第4話 夕方くれないレモンサワー
夕方はまだ出してくれないレモンサワー
風だ。風が強い。引っこしの片付けも終わり外に出た。駅前に行く気だったけどやめた。髪がボサボサになったから。そうだ、飲もう。さっき五時の鐘が聞こえたし、そろそろ飲めるんじゃないかなあ。ブラブラして見つけた居酒屋はまだ準備中。少しどこかで時間を潰そうと噴水公園にたどり着いた。そこには綺麗な曲が流れていて、黒ずくめの男がギターを鳴らしていた。

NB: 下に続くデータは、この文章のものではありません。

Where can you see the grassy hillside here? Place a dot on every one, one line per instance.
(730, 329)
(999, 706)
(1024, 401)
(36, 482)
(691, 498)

また風が吹く。寒い。もう秋が近くなってきた。噴水から離れた端っこのベンチでスマホをいじる。風でうっとおしい髪を切りに行こう。この辺の美容室調べなくちゃ。そういやここでも変わらずあの鐘が鳴るんだなあ。名前も知らない童謡。なぜか帰らなくちゃと思わせる、不思議な魔力。エコーがかかって耳に残る。
大丈夫、まだ帰らない。
てか来たばっかりだし。
ふと違う曲になる。あ、この曲さっき聞こえた五時の鐘だ。弦を弾いてこんな風に曲になるなんてすごいなあ。純粋にギターを弾ける彼を尊敬してしまう。

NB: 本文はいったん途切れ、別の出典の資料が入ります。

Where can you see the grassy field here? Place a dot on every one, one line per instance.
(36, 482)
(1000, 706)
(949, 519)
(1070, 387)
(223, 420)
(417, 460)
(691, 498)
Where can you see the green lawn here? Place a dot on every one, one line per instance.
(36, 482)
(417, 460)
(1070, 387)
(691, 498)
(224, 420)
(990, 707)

曲名が知りたくて検索してみる。イヤホンを指して探す。これじゃない、ああこれこれ。私は曲名と歌詞をチラッと見てまたイヤホンを外す。ギターがゆっくりと最後の音を鳴らした。拍手するのもなあ…でも、なんて悩んでいたら目が合った。ついお辞儀をした。彼もお辞儀をする。
大丈夫、私も彼もきっとまだまだこれからだ。
日も落ちて寒く暗くなった夕闇に、溶けて紛れて彼は消えた。